- Relator(a)
- Ministro Marco Buzzi
- Órgão julgador
- Quarta Turma
- Data do julgamento
- 15/08/2022
- Data de publicação
- 18/08/2022
STJ – Acórdão, Rel. Ministro Marco Buzzi, Quarta Turma, j. 15/08/2022, p. 18/08/2022
AGRAVO INTERNO NO AGRAVO EM RECURSO ESPECIAL - AUTOS DE AGRAVO DE INSTRUMENTO NA ORIGEM - AÇÃO DE EXIGIR CONTAS - DECISÃO MONOCRÁTICA QUE NEGOU PROVIMENTO AO RECLAMO. INSURGÊNCIA DA FINANCEIRA. 1. As questões postas em discussão foram dirimidas pelo Tribunal de origem de forma suficiente, fundamentada e sem omissões, devendo ser afastada a alegada violação ao artigo 1.022 do CPC/15. Consoante entendimento desta Corte, não importa negativa de prestação jurisdicional o acórdão que adota, para a resolução da causa, fundamentação suficiente, porém diversa da pretendida pelo recorrente, decidindo de modo integral a controvérsia posta.
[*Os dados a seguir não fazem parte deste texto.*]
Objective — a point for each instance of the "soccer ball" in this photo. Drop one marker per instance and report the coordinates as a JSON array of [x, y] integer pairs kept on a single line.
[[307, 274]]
Precedentes. 2. Conforme entendimento desta Corte Superior, a petição inicial de ação de exigir contas deve demonstrar o vínculo jurídico entre as partes, delimitar o período objeto da pretensão e expor os suficientes motivos pelos quais se busca a prestação de contas, para que esteja demonstrado o interesse de agir do autor da ação. 2.1. Na hipótese, a instância originária afirmou que a exordial preenche os requisitos em questão, não havendo falar em pedido genérico. Alterar as conclusões do Tribunal de origem demandaria nova incursão nas provas dos autos, o que encontra óbice na Súmula 7 do STJ. 3. A ausência de enfrentamento da questão objeto da controvérsia pelo Tribunal de origem, não obstante a oposição de embargos de declaração, impede o acesso à instância especial, porquanto não preenchido o requisito constitucional do prequestionamento, nos termos da Súmula 211/STJ. 4. Esta Corte de Justiça tem entendimento no sentido de que a incidência da Súmula 7 do STJ impede o exame de dissídio jurisprudencial, na medida em que falta identidade entre os paradigmas apresentados e os fundamentos do acórdão, tendo em vista a situação fática do caso concreto, com base na qual deu solução a causa a Corte de origem. 5. Agravo interno desprovido. (AgInt no REsp n. 1.940.869/DF, relator Ministro Marco Buzzi, Quarta Turma, julgado em 15/8/2022, DJe de 18/8/2022.)